Irish Sea, UK Airspace
July 4, 1996
With a low, humming rumble of its huge anti-gravity drives, the City Destroyer climbed away from the besieged port city, increasing its altitude within minutes.
As it accelerated under the guidance of the Navigator – which channelled more emergency power into the propulsion, determined to break through the atmosphere and back into space – the land rumbled with slight tremors, while the sea churned in disturbance.
This geological effect caused by the acceleration of the vessel – witnessed across the world when the Hive Fleet had first arrived – was linked to the nature of the Destroyer's propulsion.
The propulsion systems used by the Swarm did not rely on physical propulsion drives, boosters or rockets. Instead the Destroyer and its array of smaller vessels were propelled entirely through gravitational manipulation. Their anti-gravity systems – grown from organic compounds, like the rest of their masters' technology – were so powerful that a vessel of the Destroyer's size could achieve flight at considerable speed.
Even when conducting interstellar travel the Hive Fleets did not enter wormholes, or any alternate dimension. Nor did they use faster-than-light travel in the conventional sense. Instead, the main Hiveship would use its immense drives to generate a gravity well in front of the fleet, harnessing both the gravity of the gargantuan vessel and any natural body or star nearby – thus creating a corridor of compressed space through which the Mothership and its fleet would be propelled at FTL-equivalent speeds.
The gravimetric signals that the propulsion and navigation systems detected also helped to pinpoint nearby star systems; a further device the Swarm used to locate their next prey.
This system was not understood by the majority of other civilisations in the galaxy.
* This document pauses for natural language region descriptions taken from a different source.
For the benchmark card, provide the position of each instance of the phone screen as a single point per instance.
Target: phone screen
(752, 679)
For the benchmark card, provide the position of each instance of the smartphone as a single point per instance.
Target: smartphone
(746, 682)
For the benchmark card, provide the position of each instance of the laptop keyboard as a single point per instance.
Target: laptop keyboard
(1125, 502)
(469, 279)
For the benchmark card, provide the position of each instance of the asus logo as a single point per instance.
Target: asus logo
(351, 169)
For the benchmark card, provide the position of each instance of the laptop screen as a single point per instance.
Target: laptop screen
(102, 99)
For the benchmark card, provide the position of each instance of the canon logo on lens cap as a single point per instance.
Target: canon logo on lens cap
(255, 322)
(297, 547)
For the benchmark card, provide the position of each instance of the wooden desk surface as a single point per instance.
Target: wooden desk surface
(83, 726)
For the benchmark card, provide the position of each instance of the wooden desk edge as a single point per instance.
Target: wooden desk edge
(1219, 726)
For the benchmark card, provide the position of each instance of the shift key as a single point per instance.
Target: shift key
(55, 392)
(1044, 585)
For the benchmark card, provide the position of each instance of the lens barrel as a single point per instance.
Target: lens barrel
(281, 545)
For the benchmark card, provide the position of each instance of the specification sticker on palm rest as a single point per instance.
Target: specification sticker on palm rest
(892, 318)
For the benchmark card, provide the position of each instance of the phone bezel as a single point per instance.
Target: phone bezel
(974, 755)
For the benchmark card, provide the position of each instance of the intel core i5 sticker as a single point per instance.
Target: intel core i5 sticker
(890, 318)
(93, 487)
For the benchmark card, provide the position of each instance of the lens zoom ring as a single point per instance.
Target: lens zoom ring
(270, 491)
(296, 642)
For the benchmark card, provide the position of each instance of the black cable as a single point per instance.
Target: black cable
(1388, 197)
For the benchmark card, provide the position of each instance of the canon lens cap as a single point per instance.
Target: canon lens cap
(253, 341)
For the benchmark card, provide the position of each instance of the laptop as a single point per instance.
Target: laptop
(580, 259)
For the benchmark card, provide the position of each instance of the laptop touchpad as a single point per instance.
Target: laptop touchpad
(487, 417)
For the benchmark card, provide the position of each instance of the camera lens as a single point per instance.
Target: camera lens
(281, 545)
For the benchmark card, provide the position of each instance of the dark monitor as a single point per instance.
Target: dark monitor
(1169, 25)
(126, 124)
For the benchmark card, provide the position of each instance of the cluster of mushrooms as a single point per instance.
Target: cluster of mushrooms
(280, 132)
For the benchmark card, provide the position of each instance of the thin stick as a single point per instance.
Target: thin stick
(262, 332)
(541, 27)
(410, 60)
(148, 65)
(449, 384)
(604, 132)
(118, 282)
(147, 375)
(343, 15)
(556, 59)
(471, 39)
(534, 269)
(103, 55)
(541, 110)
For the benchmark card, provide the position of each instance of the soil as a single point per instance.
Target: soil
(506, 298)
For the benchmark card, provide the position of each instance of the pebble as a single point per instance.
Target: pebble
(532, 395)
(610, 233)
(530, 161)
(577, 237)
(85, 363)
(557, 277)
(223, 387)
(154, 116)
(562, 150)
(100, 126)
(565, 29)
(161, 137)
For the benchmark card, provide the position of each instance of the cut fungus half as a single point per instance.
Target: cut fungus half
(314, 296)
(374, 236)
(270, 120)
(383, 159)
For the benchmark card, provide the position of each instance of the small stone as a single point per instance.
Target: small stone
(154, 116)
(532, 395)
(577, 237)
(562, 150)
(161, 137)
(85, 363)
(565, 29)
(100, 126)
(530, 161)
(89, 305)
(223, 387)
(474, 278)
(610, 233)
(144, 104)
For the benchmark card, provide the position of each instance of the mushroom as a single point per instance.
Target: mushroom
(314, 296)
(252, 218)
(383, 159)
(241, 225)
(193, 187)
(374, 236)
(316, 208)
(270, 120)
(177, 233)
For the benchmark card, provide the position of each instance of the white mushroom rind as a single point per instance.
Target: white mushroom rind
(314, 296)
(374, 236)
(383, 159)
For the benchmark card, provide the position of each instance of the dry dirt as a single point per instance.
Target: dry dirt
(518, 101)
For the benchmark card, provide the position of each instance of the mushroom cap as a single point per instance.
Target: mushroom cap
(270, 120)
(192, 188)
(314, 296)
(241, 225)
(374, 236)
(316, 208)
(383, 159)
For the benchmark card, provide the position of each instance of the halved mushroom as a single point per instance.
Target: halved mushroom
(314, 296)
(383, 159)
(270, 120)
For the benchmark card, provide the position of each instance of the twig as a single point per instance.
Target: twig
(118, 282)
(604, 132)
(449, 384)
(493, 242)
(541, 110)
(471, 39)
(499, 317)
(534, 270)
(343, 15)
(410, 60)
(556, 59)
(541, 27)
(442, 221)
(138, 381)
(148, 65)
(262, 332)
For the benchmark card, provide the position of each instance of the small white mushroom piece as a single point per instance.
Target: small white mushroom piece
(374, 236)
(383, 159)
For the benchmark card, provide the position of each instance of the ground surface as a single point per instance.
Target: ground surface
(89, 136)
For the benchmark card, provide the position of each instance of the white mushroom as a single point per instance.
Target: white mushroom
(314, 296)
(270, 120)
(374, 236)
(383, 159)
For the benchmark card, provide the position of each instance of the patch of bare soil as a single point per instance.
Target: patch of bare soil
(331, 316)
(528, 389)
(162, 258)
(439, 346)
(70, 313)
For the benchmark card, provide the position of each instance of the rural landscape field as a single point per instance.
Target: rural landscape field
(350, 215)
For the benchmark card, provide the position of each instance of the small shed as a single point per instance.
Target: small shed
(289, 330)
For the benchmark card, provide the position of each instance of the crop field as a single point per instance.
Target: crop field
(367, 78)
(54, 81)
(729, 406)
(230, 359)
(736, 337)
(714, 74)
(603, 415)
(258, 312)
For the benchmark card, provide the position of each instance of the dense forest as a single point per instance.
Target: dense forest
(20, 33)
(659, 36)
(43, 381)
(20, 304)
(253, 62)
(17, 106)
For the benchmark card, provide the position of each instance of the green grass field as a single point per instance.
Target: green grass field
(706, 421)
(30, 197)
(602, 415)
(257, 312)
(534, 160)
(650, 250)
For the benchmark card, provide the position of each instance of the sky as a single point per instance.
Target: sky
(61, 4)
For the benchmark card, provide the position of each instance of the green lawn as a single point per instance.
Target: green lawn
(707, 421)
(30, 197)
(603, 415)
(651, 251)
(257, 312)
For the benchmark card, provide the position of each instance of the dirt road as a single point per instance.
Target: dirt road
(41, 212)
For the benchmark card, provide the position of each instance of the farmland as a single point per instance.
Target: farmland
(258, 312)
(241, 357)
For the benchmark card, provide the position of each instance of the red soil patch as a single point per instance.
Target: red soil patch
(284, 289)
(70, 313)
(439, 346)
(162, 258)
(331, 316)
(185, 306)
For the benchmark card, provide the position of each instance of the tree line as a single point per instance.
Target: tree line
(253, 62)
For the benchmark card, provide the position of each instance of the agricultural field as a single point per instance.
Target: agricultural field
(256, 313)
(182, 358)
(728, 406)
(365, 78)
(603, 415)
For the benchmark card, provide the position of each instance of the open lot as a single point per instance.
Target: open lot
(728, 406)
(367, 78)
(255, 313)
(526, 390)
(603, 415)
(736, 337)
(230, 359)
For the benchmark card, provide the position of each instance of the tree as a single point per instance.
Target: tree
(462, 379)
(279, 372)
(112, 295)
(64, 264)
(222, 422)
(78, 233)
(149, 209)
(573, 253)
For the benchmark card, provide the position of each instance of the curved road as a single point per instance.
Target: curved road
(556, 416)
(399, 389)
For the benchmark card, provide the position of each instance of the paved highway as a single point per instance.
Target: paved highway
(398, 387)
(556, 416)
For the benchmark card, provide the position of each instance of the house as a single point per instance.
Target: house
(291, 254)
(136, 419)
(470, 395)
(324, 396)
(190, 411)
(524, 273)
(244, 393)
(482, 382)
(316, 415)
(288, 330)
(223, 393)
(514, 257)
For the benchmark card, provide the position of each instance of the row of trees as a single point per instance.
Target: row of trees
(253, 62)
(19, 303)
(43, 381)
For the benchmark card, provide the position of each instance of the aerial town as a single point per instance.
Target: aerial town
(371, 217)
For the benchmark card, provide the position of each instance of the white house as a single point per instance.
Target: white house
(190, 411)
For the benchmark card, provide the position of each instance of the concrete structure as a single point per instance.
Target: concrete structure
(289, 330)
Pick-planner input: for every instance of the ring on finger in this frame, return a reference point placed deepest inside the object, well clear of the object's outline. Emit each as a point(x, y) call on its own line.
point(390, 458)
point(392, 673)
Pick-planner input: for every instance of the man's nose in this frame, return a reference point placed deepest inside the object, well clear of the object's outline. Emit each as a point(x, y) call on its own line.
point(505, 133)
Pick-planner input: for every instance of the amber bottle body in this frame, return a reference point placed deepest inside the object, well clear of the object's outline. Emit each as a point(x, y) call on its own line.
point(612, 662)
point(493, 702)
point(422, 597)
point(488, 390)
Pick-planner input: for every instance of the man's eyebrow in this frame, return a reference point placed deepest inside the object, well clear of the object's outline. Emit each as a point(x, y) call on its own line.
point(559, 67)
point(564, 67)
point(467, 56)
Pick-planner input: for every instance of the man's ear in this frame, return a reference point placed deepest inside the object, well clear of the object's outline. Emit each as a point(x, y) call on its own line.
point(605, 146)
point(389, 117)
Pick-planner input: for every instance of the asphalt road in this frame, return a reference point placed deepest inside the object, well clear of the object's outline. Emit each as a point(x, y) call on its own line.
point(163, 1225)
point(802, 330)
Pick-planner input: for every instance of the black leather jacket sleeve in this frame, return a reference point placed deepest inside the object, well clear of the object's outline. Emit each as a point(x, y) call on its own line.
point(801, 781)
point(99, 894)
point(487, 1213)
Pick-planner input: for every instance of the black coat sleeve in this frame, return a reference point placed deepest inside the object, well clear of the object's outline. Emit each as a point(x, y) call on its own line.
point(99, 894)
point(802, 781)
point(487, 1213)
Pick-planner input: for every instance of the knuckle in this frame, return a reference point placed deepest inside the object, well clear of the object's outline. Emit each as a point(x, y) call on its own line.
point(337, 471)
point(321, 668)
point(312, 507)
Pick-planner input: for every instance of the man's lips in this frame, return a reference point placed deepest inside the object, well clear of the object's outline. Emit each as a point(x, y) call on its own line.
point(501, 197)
Furthermore, it required and displaced a huge amount of energy; one of many reasons why the Swarm constantly needed more resources, not just to feed themselves and grow their technology, but to fuel the insatiable energy needs of their vessels.
More importantly, the Navigator knew that this was why it's Destroyer would not reach a safer feeding ground quickly.
Vessels of the Destroyer class were capable of interstellar travel. However, they only rated a limited gravity field, much smaller than that of the main Hiveship. One reason as to why the main vessels in a Swarm Hive Fleet were grown so huge was so that their combined gravity could be easily harnessed to achieve interstellar travel.
The largest Hiveships – those commanded by a Queen, at the centre of a Royal Hive Fleet – naturally projected the largest gravitational field. Thus Royal Hive Fleets were the fastest.
This new would-be splinter fleet – this lone surviving Destroyer – was no such thing. Its gravity field was much smaller. Its propulsion drives were far less powerful. The on-board reactors could not generate the same level of energy.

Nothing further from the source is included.